The only thing I could imagine would be if you run out of memory and start swapping in R and not in Python. Otherwise, there’s just not that much going on in the interfaces—all the work’s on the C++ side.

I save the dataset from the R code as your suggestion as csv file and read it in the python. Then, I use the same number of iteration and chain. The result is:

RStan:

Elapsed Time: 229.444 seconds (Warm-up)
217.377 seconds (Sampling)
446.821 seconds (Total)

Pystan:

Elapsed Time: 16.2758 seconds (Warm-up)
9.97611 seconds (Sampling)
26.2519 seconds (Total)

I am not sure the reason for this difference.

Which version of RStan + Pystan?

This is really odd!

Can you post a sessionInfo() from R please?

In python do

import pystan
print(pystan.__version__)

And python version (to terminal)

python --version

To my surprise I also ran into this after moving the model from python to R and seeing much slower sampling than expected. I went back and took the exact same dataset, saved to the same json file and model code and ran it with pystan and rstan. The gradient evaluation time differed by an order of magnitude.

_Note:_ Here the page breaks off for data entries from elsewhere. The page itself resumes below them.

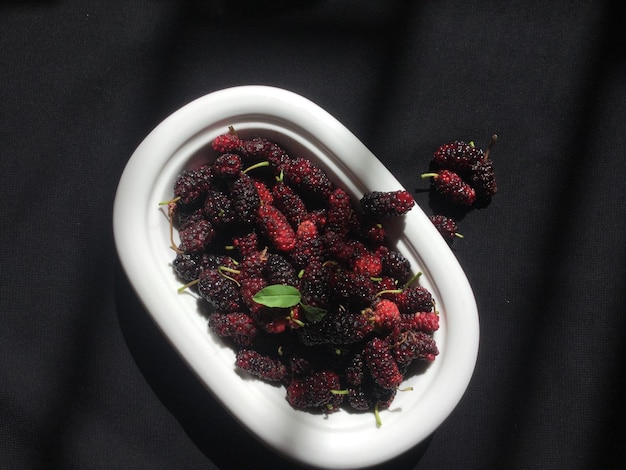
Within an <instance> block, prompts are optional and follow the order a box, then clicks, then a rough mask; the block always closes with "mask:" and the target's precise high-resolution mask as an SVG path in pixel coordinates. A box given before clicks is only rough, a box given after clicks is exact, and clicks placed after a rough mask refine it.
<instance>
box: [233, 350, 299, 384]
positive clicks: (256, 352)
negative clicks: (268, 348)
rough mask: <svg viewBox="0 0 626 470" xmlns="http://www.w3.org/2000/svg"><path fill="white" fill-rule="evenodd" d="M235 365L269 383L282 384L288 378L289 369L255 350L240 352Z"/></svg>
mask: <svg viewBox="0 0 626 470" xmlns="http://www.w3.org/2000/svg"><path fill="white" fill-rule="evenodd" d="M235 364H236V366H237V367H239V368H240V369H242V370H245V371H246V372H248V373H249V374H252V375H254V376H256V377H259V378H261V379H263V380H267V381H269V382H280V381H282V380H284V379H285V377H287V367H286V366H285V365H284V364H283V363H282V362H280V361H279V360H278V359H274V358H272V357H270V356H266V355H264V354H261V353H259V352H258V351H256V350H253V349H242V350H240V351H238V352H237V357H236V360H235Z"/></svg>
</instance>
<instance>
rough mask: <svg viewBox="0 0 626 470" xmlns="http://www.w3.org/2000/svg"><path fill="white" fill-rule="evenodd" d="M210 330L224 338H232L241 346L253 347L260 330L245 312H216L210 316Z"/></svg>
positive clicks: (232, 338) (209, 316)
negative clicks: (255, 338)
mask: <svg viewBox="0 0 626 470" xmlns="http://www.w3.org/2000/svg"><path fill="white" fill-rule="evenodd" d="M209 328H210V329H211V330H212V331H214V332H215V333H216V334H217V335H218V336H220V337H222V338H231V339H232V340H233V341H234V342H235V343H236V344H238V345H239V346H244V347H249V346H252V344H253V342H254V338H255V337H256V336H257V334H258V329H257V327H256V325H255V322H254V320H253V319H252V318H251V317H250V316H249V315H248V314H246V313H243V312H230V313H222V312H214V313H212V314H211V315H210V316H209Z"/></svg>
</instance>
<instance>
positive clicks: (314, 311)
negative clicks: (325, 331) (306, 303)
mask: <svg viewBox="0 0 626 470" xmlns="http://www.w3.org/2000/svg"><path fill="white" fill-rule="evenodd" d="M300 306H301V307H302V310H304V317H305V318H306V319H307V320H308V321H310V322H311V323H315V322H318V321H320V320H321V319H322V318H324V315H326V309H323V308H319V307H313V306H311V305H305V304H300Z"/></svg>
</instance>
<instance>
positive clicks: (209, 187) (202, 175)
mask: <svg viewBox="0 0 626 470" xmlns="http://www.w3.org/2000/svg"><path fill="white" fill-rule="evenodd" d="M212 181H213V174H212V171H211V167H210V166H209V165H203V166H201V167H199V168H196V169H193V170H186V171H183V172H182V173H181V174H180V175H179V176H178V178H176V181H175V182H174V196H175V197H176V198H179V200H180V203H181V204H183V205H184V206H193V205H196V204H198V203H200V202H201V201H202V198H203V197H204V195H205V194H206V192H207V191H208V190H209V189H210V188H211V186H212Z"/></svg>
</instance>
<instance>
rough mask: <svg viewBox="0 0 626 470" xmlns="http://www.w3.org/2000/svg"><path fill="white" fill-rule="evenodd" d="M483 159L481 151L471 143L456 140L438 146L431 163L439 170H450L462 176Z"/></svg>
mask: <svg viewBox="0 0 626 470" xmlns="http://www.w3.org/2000/svg"><path fill="white" fill-rule="evenodd" d="M482 158H483V151H482V150H480V149H478V148H476V147H475V146H474V145H473V144H472V143H465V142H463V141H460V140H457V141H455V142H450V143H448V144H444V145H442V146H440V147H439V148H438V149H437V150H435V152H434V154H433V158H432V161H433V163H434V164H435V165H436V166H437V167H439V168H440V169H445V170H451V171H454V172H455V173H459V174H464V173H466V172H468V171H470V168H471V167H472V165H474V164H476V163H477V162H479V161H480V160H481V159H482Z"/></svg>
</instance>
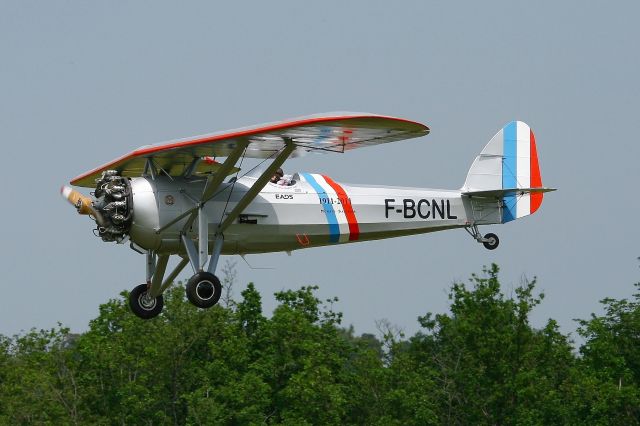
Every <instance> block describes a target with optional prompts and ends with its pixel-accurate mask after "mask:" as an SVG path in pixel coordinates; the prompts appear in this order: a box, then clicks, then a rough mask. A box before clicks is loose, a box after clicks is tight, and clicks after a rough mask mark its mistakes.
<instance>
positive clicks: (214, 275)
mask: <svg viewBox="0 0 640 426" xmlns="http://www.w3.org/2000/svg"><path fill="white" fill-rule="evenodd" d="M186 291H187V299H189V302H191V303H192V304H193V305H195V306H197V307H198V308H203V309H206V308H210V307H212V306H213V305H215V304H216V303H218V300H220V295H221V294H222V285H221V284H220V280H219V279H218V277H216V276H215V275H213V274H210V273H209V272H198V273H197V274H195V275H194V276H193V277H191V278H190V279H189V281H188V282H187V288H186Z"/></svg>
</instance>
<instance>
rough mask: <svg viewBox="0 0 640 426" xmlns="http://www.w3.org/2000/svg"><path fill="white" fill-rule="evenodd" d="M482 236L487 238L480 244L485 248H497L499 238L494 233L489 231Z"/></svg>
mask: <svg viewBox="0 0 640 426" xmlns="http://www.w3.org/2000/svg"><path fill="white" fill-rule="evenodd" d="M484 238H485V239H487V240H489V241H485V242H484V243H482V245H483V246H484V247H485V248H486V249H487V250H495V249H496V248H498V245H499V244H500V239H499V238H498V236H497V235H496V234H493V233H491V232H489V233H488V234H487V235H485V236H484Z"/></svg>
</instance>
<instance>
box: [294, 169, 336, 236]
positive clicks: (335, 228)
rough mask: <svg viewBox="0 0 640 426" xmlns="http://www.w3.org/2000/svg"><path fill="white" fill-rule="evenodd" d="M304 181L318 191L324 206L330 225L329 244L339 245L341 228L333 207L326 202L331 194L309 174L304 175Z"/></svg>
mask: <svg viewBox="0 0 640 426" xmlns="http://www.w3.org/2000/svg"><path fill="white" fill-rule="evenodd" d="M302 176H303V177H304V179H305V180H306V181H307V182H309V185H311V187H312V188H313V189H314V190H315V191H316V194H317V195H318V199H319V200H320V203H321V204H322V209H323V210H324V214H325V216H326V218H327V224H328V225H329V242H331V243H337V242H339V240H340V226H339V225H338V218H337V217H336V212H335V210H334V209H333V206H332V205H331V204H329V203H327V202H324V200H323V198H324V199H325V200H328V199H329V198H330V197H329V194H327V192H326V191H325V190H324V189H323V188H322V186H320V184H319V183H318V182H317V181H316V180H315V179H314V178H313V176H311V175H310V174H309V173H302Z"/></svg>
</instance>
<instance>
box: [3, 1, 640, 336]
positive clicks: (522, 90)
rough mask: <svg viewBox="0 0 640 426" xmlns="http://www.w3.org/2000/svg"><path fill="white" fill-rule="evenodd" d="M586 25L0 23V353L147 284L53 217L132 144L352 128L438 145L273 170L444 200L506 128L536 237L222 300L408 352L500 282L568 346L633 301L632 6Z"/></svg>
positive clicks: (548, 21)
mask: <svg viewBox="0 0 640 426" xmlns="http://www.w3.org/2000/svg"><path fill="white" fill-rule="evenodd" d="M590 3H596V2H589V4H587V3H585V2H578V1H566V2H552V1H548V2H547V1H540V2H513V1H504V2H492V1H486V2H468V3H466V4H461V3H458V2H428V1H406V2H389V1H352V2H344V1H323V2H313V3H311V2H299V1H272V2H228V3H226V4H225V3H223V2H208V1H202V2H198V1H192V2H166V1H136V2H84V1H56V2H43V1H41V2H37V1H2V2H0V54H1V60H0V144H1V146H2V148H3V151H4V156H3V158H4V161H3V164H2V167H1V168H0V178H1V181H2V184H3V185H2V186H3V191H2V194H3V203H2V204H3V208H2V209H0V223H2V226H3V228H4V229H3V233H2V238H1V240H0V241H2V244H0V268H1V270H2V279H1V280H0V283H1V291H2V297H0V334H4V335H13V334H14V333H20V332H23V331H26V330H29V329H30V328H31V327H36V328H50V327H54V326H56V324H57V323H58V322H60V323H61V324H63V325H64V326H68V327H70V328H71V330H72V331H75V332H82V331H84V330H86V329H87V327H88V322H89V320H91V319H92V318H95V317H96V316H97V315H98V307H99V305H100V304H101V303H105V302H106V301H107V300H108V299H110V298H115V297H118V295H119V293H120V292H121V291H122V290H124V289H132V288H133V287H134V286H136V285H138V284H140V283H142V282H144V279H145V258H144V256H142V255H139V254H137V253H135V252H134V251H132V250H130V249H129V248H128V246H122V245H116V244H108V243H104V242H102V241H101V240H100V239H99V238H96V237H94V236H93V234H92V231H91V230H92V228H93V223H92V222H91V221H90V220H89V219H88V218H86V217H80V216H78V215H77V214H76V213H75V212H74V210H73V208H72V207H71V206H69V205H68V204H67V202H66V201H64V200H63V199H62V198H61V197H60V195H59V191H60V186H61V185H63V184H66V183H68V182H69V180H70V179H71V178H73V177H75V176H77V175H79V174H80V173H82V172H84V171H87V170H89V169H92V168H94V167H96V166H98V165H100V164H103V163H105V162H107V161H110V160H112V159H114V158H116V157H119V156H121V155H122V154H125V153H127V152H130V151H132V150H133V149H135V148H137V147H139V146H142V145H146V144H151V143H157V142H162V141H166V140H170V139H175V138H181V137H188V136H193V135H198V134H202V133H208V132H214V131H221V130H225V129H233V128H238V127H243V126H248V125H253V124H258V123H264V122H271V121H277V120H282V119H285V118H290V117H297V116H302V115H307V114H313V113H321V112H327V111H366V112H372V113H377V114H385V115H392V116H397V117H403V118H406V119H410V120H415V121H419V122H422V123H425V124H426V125H428V126H429V127H430V128H431V133H430V134H429V135H428V136H426V137H423V138H419V139H412V140H408V141H401V142H397V143H392V144H386V145H382V146H375V147H369V148H366V149H362V150H356V151H352V152H348V153H347V154H344V155H315V156H306V157H303V158H297V159H291V160H289V161H287V162H286V163H285V170H286V171H287V172H294V171H308V172H321V173H324V174H327V175H329V176H331V177H332V178H333V179H334V180H336V181H338V182H342V183H353V184H379V185H397V186H418V187H430V188H448V189H456V188H459V187H460V186H462V184H463V182H464V178H465V176H466V173H467V170H468V168H469V166H470V164H471V162H472V161H473V159H474V157H475V156H476V155H477V154H478V153H479V152H480V151H481V150H482V148H483V147H484V145H485V144H486V143H487V142H488V141H489V139H490V138H491V137H492V136H493V135H494V134H495V133H496V132H497V131H498V130H499V129H500V128H501V127H502V126H503V125H504V124H506V123H507V122H509V121H511V120H514V119H518V120H522V121H525V122H526V123H528V124H529V125H530V126H531V128H532V129H533V131H534V132H535V134H536V141H537V145H538V154H539V159H540V168H541V172H542V179H543V183H544V184H545V185H546V186H551V187H555V188H558V191H557V192H554V193H550V194H547V195H546V196H545V200H544V204H543V205H542V207H541V209H540V210H539V211H538V212H537V213H536V214H535V215H533V216H530V217H527V218H524V219H522V220H518V221H515V222H511V223H509V224H505V225H496V226H489V227H483V228H481V230H482V231H483V232H495V233H496V234H498V235H499V237H500V247H499V248H498V249H497V250H495V251H488V250H486V249H484V248H483V247H482V246H481V245H480V244H477V243H476V242H474V241H473V240H472V239H471V238H470V237H469V236H468V235H467V233H466V232H465V231H464V230H462V229H460V230H452V231H446V232H440V233H435V234H427V235H420V236H411V237H402V238H395V239H389V240H382V241H374V242H363V243H358V244H349V245H344V246H338V247H336V246H334V247H324V248H314V249H309V250H301V251H297V252H294V253H293V254H292V256H290V257H289V256H287V255H286V254H284V253H276V254H266V255H253V256H247V258H246V260H247V262H245V261H244V260H243V259H241V258H240V257H237V256H235V257H234V256H229V257H227V256H225V257H223V259H222V263H224V262H226V261H229V262H235V269H236V272H237V283H236V285H235V286H234V291H235V294H236V296H237V297H239V293H240V291H241V290H242V289H243V288H244V287H245V286H246V284H247V283H248V282H254V283H255V284H256V286H257V288H258V289H259V290H260V291H261V293H262V295H263V305H264V310H265V312H266V313H269V312H271V311H272V310H273V308H274V307H275V306H276V302H275V300H274V297H273V293H274V292H276V291H280V290H283V289H296V288H299V287H300V286H302V285H318V286H319V287H320V290H319V291H318V295H319V297H321V298H322V299H326V298H330V297H334V296H335V297H338V298H339V302H337V303H335V304H334V305H333V308H334V309H337V310H339V311H342V312H343V313H344V319H343V323H344V325H345V326H348V325H353V326H354V327H355V330H356V332H357V333H364V332H376V325H375V324H376V320H380V319H387V320H388V321H389V322H390V323H392V324H395V325H396V326H397V327H398V328H400V329H402V330H404V332H405V334H406V335H412V334H414V333H415V332H417V331H418V330H419V324H418V322H417V320H416V319H417V317H418V316H420V315H424V314H425V313H426V312H436V313H437V312H446V311H447V309H448V306H449V300H448V298H447V294H448V289H449V288H450V286H451V284H452V283H453V282H454V281H466V280H467V279H468V278H469V276H470V274H472V273H474V272H476V273H477V272H480V271H481V270H482V267H483V265H489V264H491V263H492V262H495V263H497V264H498V265H500V267H501V282H502V285H503V289H504V291H505V293H506V294H507V295H511V294H513V289H514V288H515V287H516V286H518V285H519V284H520V283H521V282H522V280H524V279H532V278H533V277H534V276H537V278H538V286H537V288H538V289H539V290H540V291H543V292H544V293H545V295H546V297H545V300H544V302H543V303H542V305H540V306H538V307H537V308H536V309H535V311H534V314H533V323H534V325H535V326H539V327H540V326H542V325H544V323H545V322H546V320H547V319H548V318H554V319H556V320H557V321H558V322H559V324H560V326H561V330H562V331H563V332H565V333H572V336H574V337H575V330H576V323H575V321H574V319H575V318H587V317H588V316H589V315H590V314H591V313H592V312H595V313H600V312H601V307H600V306H601V305H600V304H599V302H598V301H599V300H600V299H602V298H604V297H614V298H627V297H630V296H631V295H632V294H633V293H634V287H633V283H634V282H636V281H638V276H639V275H640V274H639V272H640V270H639V268H638V267H639V266H640V264H639V263H638V260H637V258H638V256H640V249H639V248H638V242H637V240H636V238H638V234H639V231H638V226H637V224H636V223H635V219H636V218H638V216H639V212H640V198H639V197H638V195H637V194H638V182H639V179H638V178H639V177H640V168H639V167H638V165H637V162H638V159H639V158H640V148H639V147H638V141H637V139H638V137H637V134H636V132H635V129H636V127H637V126H638V114H639V113H640V101H639V99H640V82H639V80H638V76H640V55H638V47H637V43H638V40H640V26H638V25H637V17H638V16H639V14H640V6H639V3H637V2H630V1H629V2H616V3H609V2H598V3H597V4H590ZM222 263H221V264H222ZM326 270H331V271H335V272H339V273H338V274H334V273H331V274H323V273H322V271H326ZM189 275H190V272H189V271H188V270H185V272H183V273H182V274H181V275H180V278H181V279H188V277H189Z"/></svg>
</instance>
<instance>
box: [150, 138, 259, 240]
mask: <svg viewBox="0 0 640 426" xmlns="http://www.w3.org/2000/svg"><path fill="white" fill-rule="evenodd" d="M248 144H249V141H247V140H245V141H241V142H239V143H238V144H237V146H236V148H235V150H234V151H233V152H232V153H231V154H230V155H229V157H227V159H226V160H225V161H224V163H222V166H221V167H220V168H219V169H218V170H217V172H216V173H215V174H214V175H213V176H209V178H207V183H206V185H205V188H204V191H203V192H202V196H201V197H200V202H199V203H197V204H196V206H195V207H194V208H192V209H189V210H187V211H186V212H184V213H182V214H180V215H178V216H176V217H175V218H173V219H172V220H170V221H169V222H167V223H165V224H164V225H163V226H162V227H160V228H158V229H157V230H156V234H162V232H163V231H164V230H165V229H168V228H170V227H171V226H173V225H175V224H176V223H178V222H180V221H181V220H182V219H184V218H185V217H187V216H189V219H188V220H187V222H186V223H185V225H184V226H183V227H182V233H183V234H185V233H186V232H187V229H189V227H190V226H191V225H192V224H193V221H194V220H195V219H196V217H197V214H198V209H199V208H200V206H202V205H204V204H205V203H206V202H207V201H209V200H210V199H211V198H212V197H213V196H214V195H215V190H216V189H218V187H219V186H220V184H221V183H222V181H223V180H224V178H225V177H226V176H227V175H228V173H229V172H230V171H231V170H232V169H233V167H234V166H235V165H236V162H237V161H238V158H240V156H241V155H242V153H243V152H244V150H245V148H246V147H247V145H248Z"/></svg>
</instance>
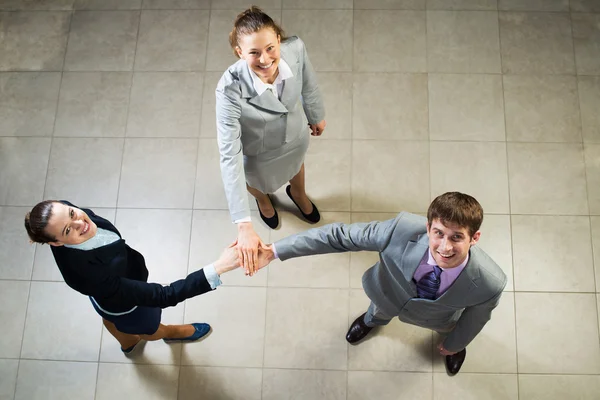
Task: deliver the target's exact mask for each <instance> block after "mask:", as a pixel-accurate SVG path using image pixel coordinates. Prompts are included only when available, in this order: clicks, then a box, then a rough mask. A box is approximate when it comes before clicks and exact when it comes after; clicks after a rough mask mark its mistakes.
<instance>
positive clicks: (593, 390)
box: [519, 374, 600, 400]
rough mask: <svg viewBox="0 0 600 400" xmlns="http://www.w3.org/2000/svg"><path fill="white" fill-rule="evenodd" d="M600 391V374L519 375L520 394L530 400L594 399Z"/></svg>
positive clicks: (584, 399) (579, 399) (596, 396)
mask: <svg viewBox="0 0 600 400" xmlns="http://www.w3.org/2000/svg"><path fill="white" fill-rule="evenodd" d="M598 393H600V376H591V375H530V374H522V375H520V376H519V395H520V396H521V398H522V399H528V400H560V399H578V400H593V399H595V398H597V397H598Z"/></svg>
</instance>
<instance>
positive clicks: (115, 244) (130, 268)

>>> print(pystan.__version__)
2.17.1.0

$ python --version
Python 2.7.10

R:
rstan (Version 2.17.3, GitRev: 2e1f913d3ca3)

Makevars:

CXXFLA GS=-O3 -mtune=native -march=native
CXXFLAGS= -Wno-unused-variable -Wno-unused-function  -Wno-macro-redefined
CC=clang
CXX=clang++ -arch x86_64 -ftemplate-depth-256

It’s a basic variable slopes hierarchical model and the dataset has an ~ 50k X 10 covariate matrix.

2 Likes

This is really scary and sounds like it needs investigation.

RStan is terribly slow whenever you have lots of generated quantities and/or lots of parameters/transformed parameters as this leads to a massive I/O burden where RStan is super in-efficient the last time I looked at this.

So what you could try is to disable the output of most variables and only output the means in RStan. Would that be possible to try (use the pars argument of the sampling/stan statement)?

1 Like

Adding pars=c(...) with a couple of parameters to the stan(...) call doesn’t seem to meaningfully change the gradient evaluation time, but maybe I misunderstood what is needed?

The model does have it’s number of transformed parameters: it has ~300 categories x ~5-10 covariates, parameterized with the cholesky factorization

Thanks. This is what I meant. Very odd. I don’t quite get what is happening.

Any chance to compare cmdstan to this?

I had to do stan_rdump from python because the R version was silently failing to create a data file, but in the end cmdstand version reports the same timings as pystan.